I ran on teams. But I believe my afib came from running too far, too fast, too long. If I had slowed down at 62, I think I wouldn’t have had a problem… at least not this early. I also have treated mild sleep apnea. So we figure we have lots of time with them. When I was their age, I never had to think about this stuff. When I got older, I thought doctors could tell if you had any kind of a heart problem with just a stethoscope and some blood tests. You either had blocked arteries or you didn’t. Simple. I never dreamed there was such a thing as a heart rhythm problem for the athletic and healthy. Knowing this stuff exists, even if you don’t have an arrhythmia, is anxiety producing… particularly for kids. My wife was an avid runner who ran half marathons. She decided to cut back given the high incidence of afib among endurance athletes and given her family history.
So afib affects everyone around the person(s) with afib. Good luck with your ablation. As an aside, I took my family to San Antonio (we are from New Jersey) and when we got there, everything looked pretty much like New Jersey, so my son, who was really young at the time, asked “Where’s the cowboys?” The only answer I could come up with was “I think they’re in Dallas”. -Pete
Thanks for stopping by! Sounds like you have some pretty athletic and talented kids. That’s awesome!
Unfortunately, there actually is a very strong genetic connection with atrial fibrillation. Like you said, I don’t know that there is a lot of data but a few EPs I’ve talked to said there is a connection and I just see it all the time in the emails and comments I get on this website. My father has afib. His aunt had it too. It definitely runs in our family. I often wonder if my younger brother will get it someday.
My daughter has asked from time-to-time if she’ll get afib. She doesn’t ask in a scared or worried way. She’s just curious. I just shoot straight with her. I tell her that there is a possible genetic connection but that she doesn’t have to worry about it for many years. I also tell her that they’ll hopefully have a cure by the time she even has to think about it. She’s been cool with that answer.
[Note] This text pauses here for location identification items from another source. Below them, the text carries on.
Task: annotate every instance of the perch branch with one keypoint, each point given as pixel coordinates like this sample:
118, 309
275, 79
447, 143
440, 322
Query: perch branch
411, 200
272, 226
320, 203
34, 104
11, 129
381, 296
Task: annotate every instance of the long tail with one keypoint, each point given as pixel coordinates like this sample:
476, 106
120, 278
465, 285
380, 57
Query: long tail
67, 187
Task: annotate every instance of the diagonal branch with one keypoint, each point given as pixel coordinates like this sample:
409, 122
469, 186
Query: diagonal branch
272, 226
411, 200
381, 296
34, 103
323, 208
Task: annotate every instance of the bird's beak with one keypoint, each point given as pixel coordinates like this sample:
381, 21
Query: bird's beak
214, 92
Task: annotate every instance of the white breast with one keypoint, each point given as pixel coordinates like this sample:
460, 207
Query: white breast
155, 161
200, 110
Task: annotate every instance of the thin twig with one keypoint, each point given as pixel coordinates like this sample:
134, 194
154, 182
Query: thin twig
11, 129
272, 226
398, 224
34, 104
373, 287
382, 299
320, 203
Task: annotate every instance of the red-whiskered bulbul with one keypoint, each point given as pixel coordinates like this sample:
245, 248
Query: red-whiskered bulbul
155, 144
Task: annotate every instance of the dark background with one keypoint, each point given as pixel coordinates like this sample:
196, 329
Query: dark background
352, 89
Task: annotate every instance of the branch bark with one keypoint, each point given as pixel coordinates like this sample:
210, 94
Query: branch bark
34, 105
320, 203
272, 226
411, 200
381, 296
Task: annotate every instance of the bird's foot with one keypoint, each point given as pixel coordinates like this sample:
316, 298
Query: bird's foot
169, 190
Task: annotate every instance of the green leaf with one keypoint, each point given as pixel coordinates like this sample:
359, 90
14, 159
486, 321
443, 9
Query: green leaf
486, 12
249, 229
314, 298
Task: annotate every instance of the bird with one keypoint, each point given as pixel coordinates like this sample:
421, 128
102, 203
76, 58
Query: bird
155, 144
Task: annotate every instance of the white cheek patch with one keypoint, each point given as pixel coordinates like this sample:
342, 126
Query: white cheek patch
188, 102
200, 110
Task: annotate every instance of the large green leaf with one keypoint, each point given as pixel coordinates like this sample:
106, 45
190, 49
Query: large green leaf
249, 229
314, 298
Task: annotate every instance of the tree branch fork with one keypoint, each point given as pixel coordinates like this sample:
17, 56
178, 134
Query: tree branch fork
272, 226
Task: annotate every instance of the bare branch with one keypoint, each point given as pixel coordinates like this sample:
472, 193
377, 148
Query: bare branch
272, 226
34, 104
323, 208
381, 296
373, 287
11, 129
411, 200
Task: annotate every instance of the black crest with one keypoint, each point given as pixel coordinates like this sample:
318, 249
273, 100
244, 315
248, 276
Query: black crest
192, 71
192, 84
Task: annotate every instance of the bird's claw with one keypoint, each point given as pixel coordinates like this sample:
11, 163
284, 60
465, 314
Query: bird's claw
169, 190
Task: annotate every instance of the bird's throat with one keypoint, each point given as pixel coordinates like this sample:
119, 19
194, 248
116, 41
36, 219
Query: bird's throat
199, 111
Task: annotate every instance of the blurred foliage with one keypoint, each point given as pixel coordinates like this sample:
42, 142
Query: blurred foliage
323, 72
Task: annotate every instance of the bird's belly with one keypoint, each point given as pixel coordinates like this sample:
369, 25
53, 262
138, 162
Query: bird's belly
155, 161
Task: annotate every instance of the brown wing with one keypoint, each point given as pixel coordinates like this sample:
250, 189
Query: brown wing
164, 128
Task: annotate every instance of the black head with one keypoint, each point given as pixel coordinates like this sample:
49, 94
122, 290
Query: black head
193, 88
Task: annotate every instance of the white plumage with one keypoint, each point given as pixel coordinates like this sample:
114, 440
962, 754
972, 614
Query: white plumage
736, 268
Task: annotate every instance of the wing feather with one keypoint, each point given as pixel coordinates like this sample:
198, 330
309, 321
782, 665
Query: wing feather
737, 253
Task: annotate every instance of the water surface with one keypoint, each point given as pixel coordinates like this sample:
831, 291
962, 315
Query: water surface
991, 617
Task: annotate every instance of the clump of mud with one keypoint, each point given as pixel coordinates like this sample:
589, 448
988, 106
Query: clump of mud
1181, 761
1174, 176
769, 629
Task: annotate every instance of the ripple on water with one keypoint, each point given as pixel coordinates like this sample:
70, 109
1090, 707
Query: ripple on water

The good news is it’s not likely that our kids will come down with this crap when they’re young – if they get it at all. Of course I say that but I shouldn’t talk as I got it in my early 30s!
I used to run really hard too (in my 20s) so I’m sure that didn’t help – and I was also a very heavy drinker and had a train wreck of a diet. I think if I wouldn’t have worked out so hard and had a healthy lifestyle I could have post poned the inevitable until at least my 50s but I don’t think I could have avoided it because of the genetic connection with my family. I think I was screwed no matter what.
Are you on any daily meds? Do you have any plans to stop the afib (i.e. ablation)? You’re somewhat fortunate. When I have afib, it basically knocks me on my ass. I can’t do anything. My dad is like you. He’s been in persistent afib for several years and he doesn’t even notice it.
Good line about the cowboys being in Jersey. I have relatives in San Antonio but I haven’t been there in years.
Take care and I hope your kids are able to live a life free of afib!!